贈与契約は、当事者の一方がある財産を無償で相手方に与える意思を表現し、相手方が受諾することによって、その効力を生ずる契約。(549条)

贈与者は、贈与の目的である物または権利を、贈与の目的として特定した時の状態で引き渡し、または移転することを約したものと推定される。(551条1項)


〈書面によらない贈与の解除〉
書面によらない贈与は、まだ履行が終わっていなければ、各当事者が解除することができる。(550条)

AがBに対して土地を贈与する契約をした場合。
※ 書面によらない贈与契約なら各当事者が解除できる。(550条本文)
ただし、履行の終わった部分は解除できない。
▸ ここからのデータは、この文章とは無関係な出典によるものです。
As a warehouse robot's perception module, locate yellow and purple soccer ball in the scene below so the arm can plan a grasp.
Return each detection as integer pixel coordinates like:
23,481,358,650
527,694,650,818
(550条ただし書き)(不動産は引渡しまたは登記移転、動産は引渡しがあれば、「履行の終わった部分」に該当)


〈定期贈与〉
定期贈与の場合、贈与者または受贈者死亡によって効力が失われる。(552条)(毎年10万円あげるというような契約が該当)


〈負担付贈与〉
負担付贈与の場合、相手が負担を履行しない場合贈与者は贈与契約を解除できる。(553条)(草むしりをしてくれたら、時計をあげるのような契約が該当)


〈死因贈与〉
死因贈与には遺贈の規定が準用されるため、いつでも撤回できる。(554条)(「私が死んだら上げる」という契約は、遺言のルールが使われる。)


〈負担付死因贈与〉
負担付死因贈与契約の場合、生前に受贈者が負担を履行したときは、特段の事情のない限り、撤回できない。(最判昭和57.4.30)(庭の草むしりをしてくれたら、私が死んだらあげると契約したとき、受贈者が草むしりを終えた後はこの契約を撤回できない。)